Saturday, July 18, 2020

NVLSP Pursues Retroactive Benefits for Blue Water Vietnam Veterans

NVLSP Seeks Class Action Order Requiring VA to Automatically Redecide Thousands of Benefit Claims Denials for Agent Orange-Related Diseases Filed by Vietnam Veterans Who Served in the Territorial Sea of Vietnam
--- More than $4.6 billion in retroactive compensation has been paid to Vietnam veterans who set foot on land but nothing to Blue Water Vietnam Veterans---
WASHINGTON – In an effort to secure retroactive benefits for thousands of so-called Blue Water Vietnam veterans, on July 10, 2020, the National Veterans Legal Services Program (NVLSP) filed a motion for enforcement of the 29-Year Old Class Action Consent Decree in Nehmer v. United States Veterans Administration in the U.S. District Court for the Northern District of California.  The motion was filed with the pro bono assistance of Paul Hastings LLP.
The 1991 Consent Decree applies to a class consisting of hundreds of thousands of Vietnam veterans and their survivors who applied to the VA for service connected disability and death benefits due to exposure to Agent Orange, the toxic herbicide used by the U.S. government during the Vietnam War.  That Decree required the VA to pay retroactive benefits to members of the class whenever, during the period from 1991 to 2015, the VA recognized an additional disease is associated with exposure to Agent Orange.
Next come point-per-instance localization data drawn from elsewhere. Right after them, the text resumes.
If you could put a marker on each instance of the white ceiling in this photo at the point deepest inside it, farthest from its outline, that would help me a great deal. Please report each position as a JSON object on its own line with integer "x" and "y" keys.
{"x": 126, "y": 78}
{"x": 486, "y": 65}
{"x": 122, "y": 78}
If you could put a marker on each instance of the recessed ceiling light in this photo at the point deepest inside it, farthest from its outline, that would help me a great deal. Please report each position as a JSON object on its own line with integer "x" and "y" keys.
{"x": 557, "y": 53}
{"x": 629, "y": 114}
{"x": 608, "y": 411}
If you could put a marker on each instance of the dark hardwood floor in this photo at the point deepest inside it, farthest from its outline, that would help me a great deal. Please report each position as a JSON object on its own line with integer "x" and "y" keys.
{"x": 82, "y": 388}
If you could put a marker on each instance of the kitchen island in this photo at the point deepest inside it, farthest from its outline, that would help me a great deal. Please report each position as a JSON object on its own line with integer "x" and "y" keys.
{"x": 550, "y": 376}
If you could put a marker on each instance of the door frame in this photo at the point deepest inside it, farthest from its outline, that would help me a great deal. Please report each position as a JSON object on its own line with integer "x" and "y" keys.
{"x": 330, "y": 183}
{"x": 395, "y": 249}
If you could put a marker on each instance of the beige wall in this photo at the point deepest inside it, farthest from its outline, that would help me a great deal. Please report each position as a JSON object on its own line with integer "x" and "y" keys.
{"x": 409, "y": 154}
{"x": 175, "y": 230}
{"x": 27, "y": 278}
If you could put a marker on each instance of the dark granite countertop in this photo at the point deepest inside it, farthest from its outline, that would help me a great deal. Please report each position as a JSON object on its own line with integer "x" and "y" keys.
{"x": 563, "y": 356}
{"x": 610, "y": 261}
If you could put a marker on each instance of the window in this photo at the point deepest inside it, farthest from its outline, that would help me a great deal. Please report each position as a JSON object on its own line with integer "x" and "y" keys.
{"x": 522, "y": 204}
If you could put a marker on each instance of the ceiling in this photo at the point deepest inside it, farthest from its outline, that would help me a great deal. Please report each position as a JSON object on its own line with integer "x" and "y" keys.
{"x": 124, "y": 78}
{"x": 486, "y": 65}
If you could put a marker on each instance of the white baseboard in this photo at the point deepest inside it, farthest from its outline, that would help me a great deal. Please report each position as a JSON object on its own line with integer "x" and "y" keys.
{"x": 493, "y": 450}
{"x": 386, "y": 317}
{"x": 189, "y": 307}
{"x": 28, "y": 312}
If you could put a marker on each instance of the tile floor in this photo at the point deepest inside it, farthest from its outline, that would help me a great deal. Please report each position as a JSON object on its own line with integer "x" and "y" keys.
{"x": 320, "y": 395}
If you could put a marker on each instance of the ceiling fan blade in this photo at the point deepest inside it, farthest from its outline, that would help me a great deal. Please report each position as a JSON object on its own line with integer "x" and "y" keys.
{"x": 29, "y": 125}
Since 2002, the VA paid under the terms of the Consent Decree more than $4.6 billion in retroactive benefits to Vietnam veterans and their survivors if the veteran set foot on the land mass of Vietnam—but absolutely no benefits to Vietnam veterans who served on ships in the territorial sea of the Republic of Vietnam.  The VA’s policy was that these “Blue Water” Vietnam veterans were not covered by the language of the Agent Orange Act of 1991, which provided that veterans who “served in the Republic of Vietnam” during the Vietnam era “shall be presumed to have been exposed during such service” to Agent Orange.  But in 2019, in Procopio v. Wilkie, the U.S. Court of Appeals for the Federal Circuit rejected VA’s interpretation of that language and ruled that Congress intended that all Vietnam veterans who served on ships in the territorial sea of Vietnam—within 12 nautical miles of the coast—be entitled to the presumption of exposure.
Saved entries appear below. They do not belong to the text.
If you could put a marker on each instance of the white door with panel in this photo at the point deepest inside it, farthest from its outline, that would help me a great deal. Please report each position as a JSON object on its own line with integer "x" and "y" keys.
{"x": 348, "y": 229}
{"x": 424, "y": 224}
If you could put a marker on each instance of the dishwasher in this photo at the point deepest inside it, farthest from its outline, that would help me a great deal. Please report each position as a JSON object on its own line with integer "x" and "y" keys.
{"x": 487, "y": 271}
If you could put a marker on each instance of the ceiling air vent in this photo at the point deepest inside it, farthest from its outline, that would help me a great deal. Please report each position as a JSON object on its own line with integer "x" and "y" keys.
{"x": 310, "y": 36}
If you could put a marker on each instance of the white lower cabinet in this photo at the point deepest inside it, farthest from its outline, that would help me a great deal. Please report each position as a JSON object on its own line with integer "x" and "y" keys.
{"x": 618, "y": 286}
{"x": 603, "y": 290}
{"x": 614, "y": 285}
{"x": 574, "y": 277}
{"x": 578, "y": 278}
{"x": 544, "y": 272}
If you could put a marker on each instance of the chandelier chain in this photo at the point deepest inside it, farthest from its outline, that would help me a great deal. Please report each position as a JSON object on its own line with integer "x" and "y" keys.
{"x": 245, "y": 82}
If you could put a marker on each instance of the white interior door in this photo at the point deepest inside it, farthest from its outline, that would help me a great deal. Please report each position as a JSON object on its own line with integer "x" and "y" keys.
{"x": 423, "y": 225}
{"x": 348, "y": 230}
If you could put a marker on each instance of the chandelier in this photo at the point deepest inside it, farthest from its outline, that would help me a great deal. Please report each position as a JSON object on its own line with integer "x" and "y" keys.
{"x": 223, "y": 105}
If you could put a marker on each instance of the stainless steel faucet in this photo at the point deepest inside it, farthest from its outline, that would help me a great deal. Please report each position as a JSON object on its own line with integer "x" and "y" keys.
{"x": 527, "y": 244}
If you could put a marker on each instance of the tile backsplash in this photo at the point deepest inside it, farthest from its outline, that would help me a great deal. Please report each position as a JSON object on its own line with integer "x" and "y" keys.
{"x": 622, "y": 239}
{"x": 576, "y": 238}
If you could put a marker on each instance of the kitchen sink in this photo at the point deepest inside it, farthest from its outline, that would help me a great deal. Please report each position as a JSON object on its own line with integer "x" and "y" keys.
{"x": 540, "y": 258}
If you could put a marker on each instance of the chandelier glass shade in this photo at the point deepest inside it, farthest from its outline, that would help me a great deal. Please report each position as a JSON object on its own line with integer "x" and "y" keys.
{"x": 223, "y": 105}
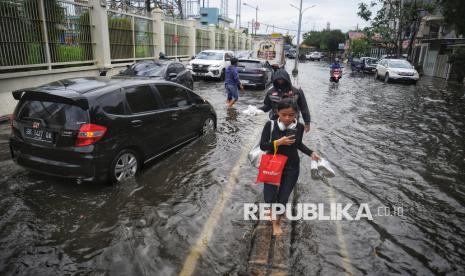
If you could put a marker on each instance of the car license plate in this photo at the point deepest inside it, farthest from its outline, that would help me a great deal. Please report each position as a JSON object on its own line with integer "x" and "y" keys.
{"x": 38, "y": 134}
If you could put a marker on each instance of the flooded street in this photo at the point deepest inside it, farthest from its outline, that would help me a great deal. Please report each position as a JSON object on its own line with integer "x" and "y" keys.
{"x": 391, "y": 145}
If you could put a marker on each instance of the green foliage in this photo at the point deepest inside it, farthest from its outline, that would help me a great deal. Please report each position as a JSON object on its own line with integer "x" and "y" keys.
{"x": 360, "y": 47}
{"x": 35, "y": 53}
{"x": 288, "y": 39}
{"x": 142, "y": 51}
{"x": 390, "y": 13}
{"x": 454, "y": 14}
{"x": 313, "y": 38}
{"x": 325, "y": 40}
{"x": 70, "y": 53}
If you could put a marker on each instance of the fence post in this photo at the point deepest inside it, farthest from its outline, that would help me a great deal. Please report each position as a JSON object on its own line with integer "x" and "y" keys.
{"x": 43, "y": 21}
{"x": 100, "y": 34}
{"x": 159, "y": 30}
{"x": 226, "y": 38}
{"x": 192, "y": 23}
{"x": 212, "y": 33}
NVLSP’s enforcement motion seeks injunctive relief requiring the VA to redecide the thousands of prior decisions that denied retroactive benefits under the Nehmer Consent Decree due to the VA policy rejected in Procopio v. Wilkie. 
“The VA’s refusal to correct the wrong it has perpetrated since 2002 means that Blue Water Vietnam veterans and their survivors will continue to be deprived of the benefits to which they are entitled under the Consent Decree.  Some of these veterans have already waited far too long for their country to do right by them.  For many of these veterans and their survivors, the overdue compensation could be life-changing,” said National Veterans Legal Services Program Executive Director Bart Stichman.